Professionalism is all that was on stage with the Merrimack Repertory Theatre’s flawed production of Equally Divided.  This play, mired in the no-man’s land between silly farce and family drama, merely spins its wheels, and it’s left to the actors to make the most of it.  While not working together as a cast to make something better from their individual parts, the cast-members each create unique characters who can sometimes be fun to watch on stage.  These are professionals who are making something out of an unraveling play, much as Suzuki used to leg out an infield hit in a lopsided loss.

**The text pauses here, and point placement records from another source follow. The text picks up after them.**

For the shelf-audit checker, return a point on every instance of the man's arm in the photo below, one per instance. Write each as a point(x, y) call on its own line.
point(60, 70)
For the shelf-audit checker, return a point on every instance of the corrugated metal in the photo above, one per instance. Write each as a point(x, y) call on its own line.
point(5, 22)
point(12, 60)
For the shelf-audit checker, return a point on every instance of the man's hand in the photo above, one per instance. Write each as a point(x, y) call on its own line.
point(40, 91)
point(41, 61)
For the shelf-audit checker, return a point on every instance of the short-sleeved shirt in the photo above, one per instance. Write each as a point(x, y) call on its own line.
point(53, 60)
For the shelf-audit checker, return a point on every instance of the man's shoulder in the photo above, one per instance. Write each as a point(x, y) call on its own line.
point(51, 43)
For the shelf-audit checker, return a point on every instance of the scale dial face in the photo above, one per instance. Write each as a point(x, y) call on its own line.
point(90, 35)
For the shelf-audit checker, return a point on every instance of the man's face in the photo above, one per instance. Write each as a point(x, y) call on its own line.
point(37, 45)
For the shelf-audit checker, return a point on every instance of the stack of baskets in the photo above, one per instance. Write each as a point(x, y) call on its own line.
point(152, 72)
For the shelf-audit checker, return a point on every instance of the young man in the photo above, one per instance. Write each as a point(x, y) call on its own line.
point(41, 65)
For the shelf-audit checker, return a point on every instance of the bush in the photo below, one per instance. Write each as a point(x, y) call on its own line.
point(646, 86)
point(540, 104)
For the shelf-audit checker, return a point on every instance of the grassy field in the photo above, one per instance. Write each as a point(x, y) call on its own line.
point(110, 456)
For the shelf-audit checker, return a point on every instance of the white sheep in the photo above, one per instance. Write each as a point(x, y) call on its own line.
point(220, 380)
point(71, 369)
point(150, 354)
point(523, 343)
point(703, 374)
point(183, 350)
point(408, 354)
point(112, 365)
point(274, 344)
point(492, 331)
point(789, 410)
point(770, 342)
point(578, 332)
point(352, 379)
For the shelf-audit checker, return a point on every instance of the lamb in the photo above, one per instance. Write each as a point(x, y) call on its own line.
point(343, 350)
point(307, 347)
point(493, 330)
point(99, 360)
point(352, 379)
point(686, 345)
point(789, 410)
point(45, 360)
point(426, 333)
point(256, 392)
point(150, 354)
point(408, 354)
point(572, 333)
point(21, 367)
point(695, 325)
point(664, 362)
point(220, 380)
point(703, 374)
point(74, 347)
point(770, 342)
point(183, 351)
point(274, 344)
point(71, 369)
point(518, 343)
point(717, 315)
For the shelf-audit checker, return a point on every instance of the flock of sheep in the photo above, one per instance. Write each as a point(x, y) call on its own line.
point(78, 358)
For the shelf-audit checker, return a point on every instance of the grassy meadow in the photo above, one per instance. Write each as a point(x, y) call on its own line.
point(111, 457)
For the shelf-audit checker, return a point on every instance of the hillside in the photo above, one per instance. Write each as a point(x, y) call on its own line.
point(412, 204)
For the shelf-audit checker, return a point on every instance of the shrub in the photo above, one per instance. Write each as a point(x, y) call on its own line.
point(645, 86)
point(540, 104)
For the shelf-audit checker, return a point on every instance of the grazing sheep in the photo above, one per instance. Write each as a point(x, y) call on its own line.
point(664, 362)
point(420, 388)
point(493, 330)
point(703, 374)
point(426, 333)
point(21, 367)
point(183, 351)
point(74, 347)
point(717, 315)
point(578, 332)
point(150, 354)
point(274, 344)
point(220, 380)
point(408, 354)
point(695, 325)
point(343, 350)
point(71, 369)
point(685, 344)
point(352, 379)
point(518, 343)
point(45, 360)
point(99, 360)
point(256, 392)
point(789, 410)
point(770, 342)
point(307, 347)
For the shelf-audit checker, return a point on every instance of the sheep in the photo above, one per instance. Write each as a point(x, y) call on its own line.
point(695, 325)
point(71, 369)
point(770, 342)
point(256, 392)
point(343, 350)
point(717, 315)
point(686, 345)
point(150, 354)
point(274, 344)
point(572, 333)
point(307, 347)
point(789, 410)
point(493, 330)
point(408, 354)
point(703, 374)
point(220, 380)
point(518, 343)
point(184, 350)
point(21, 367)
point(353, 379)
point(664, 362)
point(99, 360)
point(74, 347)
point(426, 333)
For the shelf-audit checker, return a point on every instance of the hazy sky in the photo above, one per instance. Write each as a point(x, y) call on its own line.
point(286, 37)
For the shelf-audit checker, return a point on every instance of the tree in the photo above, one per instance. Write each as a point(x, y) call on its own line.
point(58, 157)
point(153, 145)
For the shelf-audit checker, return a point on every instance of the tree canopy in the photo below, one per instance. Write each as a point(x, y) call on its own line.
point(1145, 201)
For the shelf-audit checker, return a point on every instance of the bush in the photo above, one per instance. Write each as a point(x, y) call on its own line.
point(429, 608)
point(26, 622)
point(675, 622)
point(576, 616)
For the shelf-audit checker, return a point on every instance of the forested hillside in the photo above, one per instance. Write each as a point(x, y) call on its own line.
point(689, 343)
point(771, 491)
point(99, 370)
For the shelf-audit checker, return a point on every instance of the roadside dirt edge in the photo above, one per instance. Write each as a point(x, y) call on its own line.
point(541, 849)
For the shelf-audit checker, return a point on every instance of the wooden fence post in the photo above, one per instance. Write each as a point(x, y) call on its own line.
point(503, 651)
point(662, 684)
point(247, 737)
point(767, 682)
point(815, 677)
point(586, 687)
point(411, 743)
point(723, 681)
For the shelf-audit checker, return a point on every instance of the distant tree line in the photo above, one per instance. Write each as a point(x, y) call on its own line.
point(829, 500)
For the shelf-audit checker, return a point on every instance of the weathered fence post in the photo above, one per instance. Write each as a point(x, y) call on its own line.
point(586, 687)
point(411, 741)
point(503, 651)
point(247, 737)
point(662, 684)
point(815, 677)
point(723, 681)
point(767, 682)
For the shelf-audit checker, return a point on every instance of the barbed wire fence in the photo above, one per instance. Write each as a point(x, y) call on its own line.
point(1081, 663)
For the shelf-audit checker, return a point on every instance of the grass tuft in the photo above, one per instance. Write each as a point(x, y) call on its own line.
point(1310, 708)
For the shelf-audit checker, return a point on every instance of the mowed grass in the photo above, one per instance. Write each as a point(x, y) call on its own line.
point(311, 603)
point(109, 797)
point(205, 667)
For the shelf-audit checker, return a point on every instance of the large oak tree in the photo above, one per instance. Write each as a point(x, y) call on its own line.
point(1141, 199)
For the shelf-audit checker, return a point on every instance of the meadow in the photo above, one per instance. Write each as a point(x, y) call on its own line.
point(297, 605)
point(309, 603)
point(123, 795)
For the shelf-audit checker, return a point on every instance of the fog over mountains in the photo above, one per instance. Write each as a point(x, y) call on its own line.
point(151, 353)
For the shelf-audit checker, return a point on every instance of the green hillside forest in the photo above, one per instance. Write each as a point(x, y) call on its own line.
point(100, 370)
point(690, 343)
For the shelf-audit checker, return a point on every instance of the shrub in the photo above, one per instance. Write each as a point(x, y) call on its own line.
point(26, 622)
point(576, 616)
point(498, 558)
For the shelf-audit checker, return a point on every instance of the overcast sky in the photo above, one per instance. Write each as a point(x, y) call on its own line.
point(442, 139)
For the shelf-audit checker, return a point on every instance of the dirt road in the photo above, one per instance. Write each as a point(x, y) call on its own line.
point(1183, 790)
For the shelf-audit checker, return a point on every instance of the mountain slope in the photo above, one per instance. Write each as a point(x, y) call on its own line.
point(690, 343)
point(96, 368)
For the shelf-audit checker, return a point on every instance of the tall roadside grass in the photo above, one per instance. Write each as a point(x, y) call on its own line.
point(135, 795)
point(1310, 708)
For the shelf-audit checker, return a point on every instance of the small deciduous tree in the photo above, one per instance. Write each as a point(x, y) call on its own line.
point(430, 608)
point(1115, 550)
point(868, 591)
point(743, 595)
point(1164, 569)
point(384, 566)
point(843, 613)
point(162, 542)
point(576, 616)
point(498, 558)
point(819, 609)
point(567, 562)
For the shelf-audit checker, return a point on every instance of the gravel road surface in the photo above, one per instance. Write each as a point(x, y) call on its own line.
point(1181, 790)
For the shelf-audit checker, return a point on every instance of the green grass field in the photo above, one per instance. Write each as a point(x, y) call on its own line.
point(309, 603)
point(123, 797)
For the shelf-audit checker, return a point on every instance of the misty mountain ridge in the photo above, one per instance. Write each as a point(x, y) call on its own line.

There is potential in this play’s premise, although playwright Ronald Harwood seems to be content to just scratch the surface.  Edith (Jill Tanner) is picking up the pieces in rural England after her mother’s death.  The dutiful daughter gave up her life caring for the mean woman for over a decade.  Her sister Renata (Felicity La Fortune), who showed little interest in helping while their mother was alive, now wants to see what’s in the will.  Neither have high hopes, as their mother seemed obsessed with spending all her money collecting junk antiques.  But there’s also the issue of a last-minute will that no-one can seem to find.

It’s hard to like any of the characters that we meet, be it the two sisters, their slimy solicitor, Charles (Will Lyman), or the crooked antiques dealer, Fabian (Anthony Newfield).  Edith is a martyr and Renata a narcissist.  Charles at first comes off proper and stately, but soon devolves into a horny old man.  Fabian is Teflon through and through.  Fiction is full of anti-heroes we love, but they need an inner life that we must see, or at least to be really good at being bad.  There was never any peek into the inner life of these characters, nor was there anything unique about them. Such characters could be better suited for a quick-moving and shallow comedy, like Noises Off! or Lend Me a Tenor, but it makes a family drama meaningless.

This play might resonate for those who have been through such family dramas, but I thankfully have been spared this trial of life so far.  Instead, I was left to ponder the entertaining English accents and the comedic beats and pregnant pauses the actors embraced with relish.  It’s too bad their individual efforts didn’t lead to something better.